Created attachment 802186 [details] logs Description of problem: cannot run a vm from 'paused' state after connectivity with storage resumed. Version-Release number of selected component (if applicable): vdsm-4.12.0-138.gitab256be.el6ev.x86_64 How reproducible: unknown Steps to Reproduce: 1. have a data center (iscsi) with 2 storage domains created from 2 different storage servers 2. run a VM (with a disk located on the non-master storage domain) 3. block connectivity from host to the non master storage domain using iptables 4. when VM enters to 'pause' state, resume connectivity to storage. 5. when host is active again, try to activate the VM Actual results: Cannot start the vm from paused state. vdsm fails with: clientIFinit::ERROR::2013-09-23 18:12:26,480::clientIF::465::vds::(_recoverExistingVms) Vm afac6a2c-2210-4f5d-a827-cadb046243d1 recovery failed Traceback (most recent call last): File "/usr/share/vdsm/clientIF.py", line 462, in _recoverExistingVms vmObj.getConfDevices()[vm.DISK_DEVICES]) File "/usr/share/vdsm/vm.py", line 1873, in getConfDevices self.normalizeDrivesIndices(devices[DISK_DEVICES]) File "/usr/share/vdsm/vm.py", line 2058, in normalizeDrivesIndices if drv['iface'] not in self._usedIndices: KeyError: 'iface' Thread-386::ERROR::2013-09-23 18:27:07,690::BindingXMLRPC::993::vds::(wrapper) unexpected error Traceback (most recent call last): File "/usr/share/vdsm/BindingXMLRPC.py", line 979, in wrapper res = f(*args, **kwargs) File "/usr/share/vdsm/BindingXMLRPC.py", line 227, in vmCont return vm.cont() File "/usr/share/vdsm/API.py", line 145, in cont return v.cont() File "/usr/share/vdsm/vm.py", line 2396, in cont self._underlyingCont() File "/usr/share/vdsm/vm.py", line 3440, in _underlyingCont hooks.before_vm_cont(self._dom.XMLDesc(0), self.conf) AttributeError: 'NoneType' object has no attribute 'XMLDesc' not sure whether it's a storage or a network issue. Additional info: logs
You failed to mention that vdsm restart MainThread::INFO::2013-09-23 18:12:10,362::vdsm::101::vds::(run) (PID: 26042) I am the actual vdsm 4.12.0-138.gitab256be.el6ev nott-vds2.qa.lab.tlv.redhat.com (2.6.32-419.el6.x86_64) please attach sanlock log. Regardless, the issue is that the devices that are marshalled to disk do not contain the 'iface' key which is added in getConfDrives which is only called when running a VM. This means you've hotplugged a device and it doesn't contain the key. Simply running the following would reach the same result: 1. hotplug a device 2. restart vdsm getConfDrive should not always add 'iface' to all devices and normalizeDrivesIndices should not assume all drives have the 'iface' key
Created attachment 802203 [details] sanlock.log sanlock.log attached
Elad, do you have the vdsm.log of the vmHotplugDisk() call? Engine Should have sent there the 'iface' element, which should have been either 'ide' or 'pci'. If not, it's an Engine bug (which can still be hacked around from vdsm side if impossible to fix properly on Engine).

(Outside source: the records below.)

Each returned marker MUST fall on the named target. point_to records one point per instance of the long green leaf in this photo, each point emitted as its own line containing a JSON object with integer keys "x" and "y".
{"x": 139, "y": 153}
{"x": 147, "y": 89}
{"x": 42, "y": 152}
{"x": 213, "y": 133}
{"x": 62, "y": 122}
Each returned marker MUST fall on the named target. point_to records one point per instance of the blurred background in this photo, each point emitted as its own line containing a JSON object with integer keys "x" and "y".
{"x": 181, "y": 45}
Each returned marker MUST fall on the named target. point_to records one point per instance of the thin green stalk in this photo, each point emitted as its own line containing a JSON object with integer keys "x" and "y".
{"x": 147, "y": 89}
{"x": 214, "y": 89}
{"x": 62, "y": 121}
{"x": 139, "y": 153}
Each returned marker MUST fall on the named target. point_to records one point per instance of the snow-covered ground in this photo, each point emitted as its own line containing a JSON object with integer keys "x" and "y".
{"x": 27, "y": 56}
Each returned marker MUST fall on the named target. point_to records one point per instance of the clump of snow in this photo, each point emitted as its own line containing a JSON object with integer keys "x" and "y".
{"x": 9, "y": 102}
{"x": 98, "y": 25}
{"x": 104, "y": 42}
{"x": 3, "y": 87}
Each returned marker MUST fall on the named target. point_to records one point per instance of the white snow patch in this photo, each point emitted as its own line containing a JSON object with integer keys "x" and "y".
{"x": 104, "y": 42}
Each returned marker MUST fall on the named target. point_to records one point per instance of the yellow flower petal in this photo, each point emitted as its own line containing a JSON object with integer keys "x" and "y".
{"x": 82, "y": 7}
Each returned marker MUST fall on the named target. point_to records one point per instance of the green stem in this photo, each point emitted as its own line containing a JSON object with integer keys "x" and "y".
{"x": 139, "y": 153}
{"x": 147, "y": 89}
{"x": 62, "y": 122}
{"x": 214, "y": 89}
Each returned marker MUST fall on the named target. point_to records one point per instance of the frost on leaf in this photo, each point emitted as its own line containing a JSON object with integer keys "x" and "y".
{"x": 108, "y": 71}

Created attachment 802216 [details] vdsm.log (hotplug) (In reply to Dan Kenigsberg from comment #3) > Elad, do you have the vdsm.log of the vmHotplugDisk() call? > > Engine Should have sent there the 'iface' element, which should have been > either 'ide' or 'pci'. If not, it's an Engine bug (which can still be hacked > around from vdsm side if impossible to fix properly on Engine). Thread-7360::DEBUG::2013-09-23 15:11:56,223::BindingXMLRPC::974::vds::(wrapper) client [10.35.161.52]::call vmHotplugDisk with ({'vmId': 'afac6a2c-2210-4f5d-a827-cadb046243d1', 'drive': {'iface': 'virtio', 'format ': 'raw', 'optional': 'false', 'volumeID': '3257c0a1-9fd4-4882-ab77-afe3b6b23a2a', 'imageID': '09a8bc04-7fa6-4673-8fac-35926164024e', 'readonly': 'false', 'domainID': 'eff02bb9-cea8-4f89-a077-47f36be46197', 'devic eId': '09a8bc04-7fa6-4673-8fac-35926164024e', 'poolID': 'b7cb43df-2955-47ed-b2a5-07ee6891c2b4', 'device': 'disk', 'shared': 'false', 'propagateErrors': 'off', 'type': 'disk'}},) {} flowID [5042b295]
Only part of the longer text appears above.